The Cybersecurity and Infrastructure Security Agency (CISA) issued an alert about unpatched VMware vulnerabilities that advanced persistent threat (APT) actors are leveraging to gain full system control. Because VMware products are so widely used, the warnings apply to organizations in all critical infrastructure sectors.
In addition, CISA specifically issued an emergency directive requiring all Federal Civilian Executive Branch agencies to enumerate all instances of impacted VMware products by May 23.
CISA has observed threat actors leveraging two vulnerabilities (CVE-2022-22954 and CVE-2022-22960) both together and separately to exploit victims. The vulnerabilities impact certain versions of VMware Workspace ONE Access, VMware Identity Manager (vIDM), VMware vRealize Automation (vRA), VMware Cloud Foundation, and vRealize Suite Lifecycle Manager.
Exploiting these vulnerabilities allows threat actors to set off a server-side template injection that could then result in remote code execution (RCE) or escalation of privileges to root.
“VMware released updates for both vulnerabilities on April 6, 2022, and, according to a trusted third party, malicious cyber actors were able to reverse engineer the updates to develop an exploit within 48 hours and quickly began exploiting the disclosed vulnerabilities in unpatched devices,” CISA explained.
These methods are especially concerning because threat actors were able to adapt and develop new capabilities quickly.
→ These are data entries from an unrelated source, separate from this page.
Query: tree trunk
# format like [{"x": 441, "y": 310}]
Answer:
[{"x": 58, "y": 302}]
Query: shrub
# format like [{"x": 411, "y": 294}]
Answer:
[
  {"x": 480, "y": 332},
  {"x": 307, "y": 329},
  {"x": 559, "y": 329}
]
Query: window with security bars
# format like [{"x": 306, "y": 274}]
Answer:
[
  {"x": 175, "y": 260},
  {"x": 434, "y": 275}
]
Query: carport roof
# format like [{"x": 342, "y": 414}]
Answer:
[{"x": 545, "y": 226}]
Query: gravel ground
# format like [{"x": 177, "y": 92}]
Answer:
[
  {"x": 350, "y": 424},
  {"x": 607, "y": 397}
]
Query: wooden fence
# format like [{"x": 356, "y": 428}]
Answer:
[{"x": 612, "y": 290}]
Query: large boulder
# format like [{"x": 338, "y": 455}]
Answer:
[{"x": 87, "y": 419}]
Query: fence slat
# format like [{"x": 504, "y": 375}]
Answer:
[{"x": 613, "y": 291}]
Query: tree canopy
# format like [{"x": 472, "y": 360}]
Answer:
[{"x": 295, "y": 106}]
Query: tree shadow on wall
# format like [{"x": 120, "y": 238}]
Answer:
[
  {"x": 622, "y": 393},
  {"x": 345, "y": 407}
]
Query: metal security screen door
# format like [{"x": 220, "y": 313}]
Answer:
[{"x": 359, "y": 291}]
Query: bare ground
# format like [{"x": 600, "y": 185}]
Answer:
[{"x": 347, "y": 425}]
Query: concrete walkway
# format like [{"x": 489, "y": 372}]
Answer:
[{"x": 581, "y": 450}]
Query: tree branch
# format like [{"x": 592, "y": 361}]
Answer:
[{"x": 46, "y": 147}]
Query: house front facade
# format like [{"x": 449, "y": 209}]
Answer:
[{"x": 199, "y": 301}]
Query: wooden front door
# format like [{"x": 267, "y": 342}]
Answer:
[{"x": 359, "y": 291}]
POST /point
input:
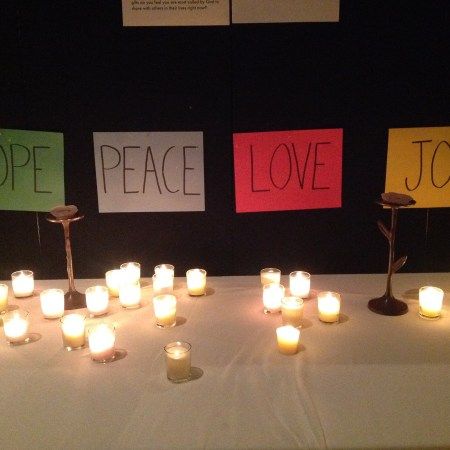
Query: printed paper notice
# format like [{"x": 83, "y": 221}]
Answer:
[
  {"x": 288, "y": 170},
  {"x": 418, "y": 164},
  {"x": 280, "y": 11},
  {"x": 31, "y": 170},
  {"x": 156, "y": 13},
  {"x": 149, "y": 171}
]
CISA said it expects malicious cyber actors to develop a capability to exploit the newly released vulnerabilities (CVE-2022-22972 and CVE-2022-22973) within the same VMware products.
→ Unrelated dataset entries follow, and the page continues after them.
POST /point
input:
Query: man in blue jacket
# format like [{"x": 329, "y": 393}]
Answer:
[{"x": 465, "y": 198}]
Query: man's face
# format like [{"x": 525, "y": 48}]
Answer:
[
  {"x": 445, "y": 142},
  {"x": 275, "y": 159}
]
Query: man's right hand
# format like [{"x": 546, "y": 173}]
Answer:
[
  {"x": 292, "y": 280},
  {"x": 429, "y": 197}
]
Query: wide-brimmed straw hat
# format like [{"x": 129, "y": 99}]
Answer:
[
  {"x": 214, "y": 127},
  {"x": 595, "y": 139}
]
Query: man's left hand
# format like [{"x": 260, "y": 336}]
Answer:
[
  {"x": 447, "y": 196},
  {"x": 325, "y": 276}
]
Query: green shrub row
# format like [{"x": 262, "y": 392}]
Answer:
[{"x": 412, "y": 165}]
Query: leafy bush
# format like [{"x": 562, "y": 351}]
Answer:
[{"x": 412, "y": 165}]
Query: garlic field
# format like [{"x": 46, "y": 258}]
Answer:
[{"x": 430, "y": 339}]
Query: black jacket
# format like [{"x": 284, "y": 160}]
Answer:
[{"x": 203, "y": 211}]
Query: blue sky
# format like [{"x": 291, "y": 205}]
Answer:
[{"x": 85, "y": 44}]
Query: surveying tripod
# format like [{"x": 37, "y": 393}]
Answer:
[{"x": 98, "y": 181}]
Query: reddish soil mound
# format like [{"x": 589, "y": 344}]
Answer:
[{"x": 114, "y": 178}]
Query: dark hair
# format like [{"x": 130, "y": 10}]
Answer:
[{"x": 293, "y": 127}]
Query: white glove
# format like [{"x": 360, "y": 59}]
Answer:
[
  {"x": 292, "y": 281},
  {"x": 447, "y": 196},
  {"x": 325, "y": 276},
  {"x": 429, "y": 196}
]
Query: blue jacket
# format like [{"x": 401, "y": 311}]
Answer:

“VMware is a very common cloud software service which is also widely present in private-sector organizations including health care. Although the emergency advisory issued by CISA only applies to government agencies, it is strongly recommended that health care entities and their life-critical and mission-critical third parties implement the provided patches as soon as possible,” John Riggi, national advisor for cybersecurity and risk at the American Hospital Association (AHA) explained in a statement in response to the emergency directive.
“It is clear from the advisory that CISA anticipates immediate and active exploitation of this vulnerability by sophisticated cyber adversaries. These adversaries, which may include hostile nation states, may exploit this vulnerability to gain the ability for remote code execution and broad network access through administrative privileges without the need to authenticate.”
CISA recommended that organizations using the impacted VMware products work quickly to update to the latest version or remove impacted versions from organizational networks. If administrators discover that their systems were compromised, CISA recommended that they immediately isolate systems, collect logs, data, and artifacts, report the incident to CISA, and consider asking for support from a third-party incident response organization.
“Once again, as we see in the CISA advisory and the second multi-agency alert, the bad guys will always take the path of least resistance—if we leave a digital door open through an unpatched vulnerability, they will come in without hesitation,” Riggi noted.